Real User Monitoring in OpenTelemetry Data Model
This is a proposal to add real user monitoring (RUM) as an independent observability tool, or ‘signal’, to the Open Telemetry specification. Specifically, we propose a data model and semantics which support the collection and export of RUM telemetry.
Motivation
Our goal is to make it easy for application owners to move their real user monitoring (RUM) telemetry across services. We aim to accomplish this by providing application owners with a standardized, platform agnostic tool set for recording RUM telemetry. Such a tool set would include (1) a common API and (2) SDKs that implement the API and support multiple platforms including web applications and native mobile applications.
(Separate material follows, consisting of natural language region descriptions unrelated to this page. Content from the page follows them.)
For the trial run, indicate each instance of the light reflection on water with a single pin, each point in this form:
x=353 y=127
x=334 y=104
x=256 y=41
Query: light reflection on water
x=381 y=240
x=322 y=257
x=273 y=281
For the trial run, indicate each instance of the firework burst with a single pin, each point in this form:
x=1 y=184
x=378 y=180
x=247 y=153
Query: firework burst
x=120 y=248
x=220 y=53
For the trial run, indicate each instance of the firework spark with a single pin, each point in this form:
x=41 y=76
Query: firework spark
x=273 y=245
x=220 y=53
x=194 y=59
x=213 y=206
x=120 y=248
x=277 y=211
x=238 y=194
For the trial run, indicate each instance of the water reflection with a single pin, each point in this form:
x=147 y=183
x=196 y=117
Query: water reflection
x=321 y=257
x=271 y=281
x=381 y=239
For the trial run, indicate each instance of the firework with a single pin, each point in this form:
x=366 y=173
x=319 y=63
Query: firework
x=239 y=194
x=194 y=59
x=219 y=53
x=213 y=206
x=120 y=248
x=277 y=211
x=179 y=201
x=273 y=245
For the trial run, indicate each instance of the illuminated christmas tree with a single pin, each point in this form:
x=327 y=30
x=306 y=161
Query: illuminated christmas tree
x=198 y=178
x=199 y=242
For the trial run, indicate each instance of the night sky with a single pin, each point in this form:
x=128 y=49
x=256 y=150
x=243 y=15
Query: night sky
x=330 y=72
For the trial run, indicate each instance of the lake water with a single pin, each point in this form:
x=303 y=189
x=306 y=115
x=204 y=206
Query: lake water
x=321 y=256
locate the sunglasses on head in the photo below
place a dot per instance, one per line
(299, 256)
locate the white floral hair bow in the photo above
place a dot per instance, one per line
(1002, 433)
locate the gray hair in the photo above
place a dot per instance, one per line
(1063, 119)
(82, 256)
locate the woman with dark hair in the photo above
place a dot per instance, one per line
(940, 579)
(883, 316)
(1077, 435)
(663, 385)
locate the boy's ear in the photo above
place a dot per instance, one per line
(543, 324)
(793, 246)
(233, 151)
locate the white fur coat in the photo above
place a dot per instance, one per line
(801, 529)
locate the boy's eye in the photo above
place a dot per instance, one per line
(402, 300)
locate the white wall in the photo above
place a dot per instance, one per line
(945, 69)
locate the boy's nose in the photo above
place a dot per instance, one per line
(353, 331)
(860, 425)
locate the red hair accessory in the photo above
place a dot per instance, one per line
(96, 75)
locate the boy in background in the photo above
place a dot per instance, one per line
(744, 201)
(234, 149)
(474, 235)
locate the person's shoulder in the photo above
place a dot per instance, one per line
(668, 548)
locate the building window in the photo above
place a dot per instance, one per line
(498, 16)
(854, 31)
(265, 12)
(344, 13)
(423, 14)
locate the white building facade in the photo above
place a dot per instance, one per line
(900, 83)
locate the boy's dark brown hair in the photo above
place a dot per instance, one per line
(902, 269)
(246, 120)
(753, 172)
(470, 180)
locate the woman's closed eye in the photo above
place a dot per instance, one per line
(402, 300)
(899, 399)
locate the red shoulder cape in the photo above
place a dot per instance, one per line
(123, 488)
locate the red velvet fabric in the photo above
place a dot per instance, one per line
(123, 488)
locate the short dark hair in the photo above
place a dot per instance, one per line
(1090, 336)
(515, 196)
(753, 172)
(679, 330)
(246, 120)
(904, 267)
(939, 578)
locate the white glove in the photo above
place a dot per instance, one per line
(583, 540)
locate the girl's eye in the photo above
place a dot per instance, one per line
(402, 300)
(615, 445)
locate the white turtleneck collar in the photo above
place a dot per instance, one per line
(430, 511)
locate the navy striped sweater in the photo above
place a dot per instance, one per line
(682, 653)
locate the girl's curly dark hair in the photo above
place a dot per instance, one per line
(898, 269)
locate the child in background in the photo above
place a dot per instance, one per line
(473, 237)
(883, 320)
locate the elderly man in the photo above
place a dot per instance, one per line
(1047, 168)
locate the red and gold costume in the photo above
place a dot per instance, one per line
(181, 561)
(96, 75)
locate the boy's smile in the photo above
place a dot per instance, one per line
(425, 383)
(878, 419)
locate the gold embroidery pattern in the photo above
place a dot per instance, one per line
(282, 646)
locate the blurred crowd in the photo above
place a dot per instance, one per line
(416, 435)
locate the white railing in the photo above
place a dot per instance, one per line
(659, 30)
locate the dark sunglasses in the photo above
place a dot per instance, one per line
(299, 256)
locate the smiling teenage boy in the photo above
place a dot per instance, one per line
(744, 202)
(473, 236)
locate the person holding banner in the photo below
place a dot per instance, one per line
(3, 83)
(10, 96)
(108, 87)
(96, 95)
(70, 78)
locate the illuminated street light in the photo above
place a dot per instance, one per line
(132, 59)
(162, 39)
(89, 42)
To achieve this goal, we propose a modification of the Open Telemetry specification to support collecting and exporting RUM telemetry. Specifically, Open Telemetry currently supports three signals: tracing, metrics and logs. We propose adding a fourth signal, RUM events, which will be used to record telemetry for interactions between end-users and the application being monitored. See the Alternatives section for a discussion of why we propose a new signal over using an existing signal.
Background
What is RUM?
RUM allows customers to monitor user interactions within their applications in real time. For example, RUM can provide application owners with insights into how users navigate their application, how quickly the application loads for users or how many new users tried the application. RUM provides application owners with a way to rapidly address issues and improve the user experience.
Examples of RUM use cases include:
- Counting the number of new users versus number of returning users
- Visualizing how users navigate the application's UI
- Identifying pages that generate a high number of errors
- Identifying pages with high load latency
- Counting conversions from home page to purchase
- Linking traces (e.g., RPCs and HTTP requests) to user interactions
To enable application monitoring, RUM collects telemetry (e.g., button clicks, load times, errors) from applications with user interfaces (e.g., JavaScript in browsers, or native Android or IOS applications) and dispatches this telemetry to a collection service.
RUM Model
RUM is analogous to, but semantically different from tracing. While tracing records a compute operation, RUM records data relating to the experience of a user performing a task. We refer to the interaction between a user and an application to perform a task as a session. The diagram below shows the structure of a RUM session.
A session represents the interactions that occur between a user and an application while the user works to accomplish a task. Because an application is UI driven, RUM records telemetry based on which page (or UI) the user is viewing. This (1) allows engineers to correlate events with the UI that generated them, and (2) allows designers to view how users navigate the application. Pages have a set of attributes (an attribute is a key/value pair) and a list of events (an event is a named and timestamped set of attributes).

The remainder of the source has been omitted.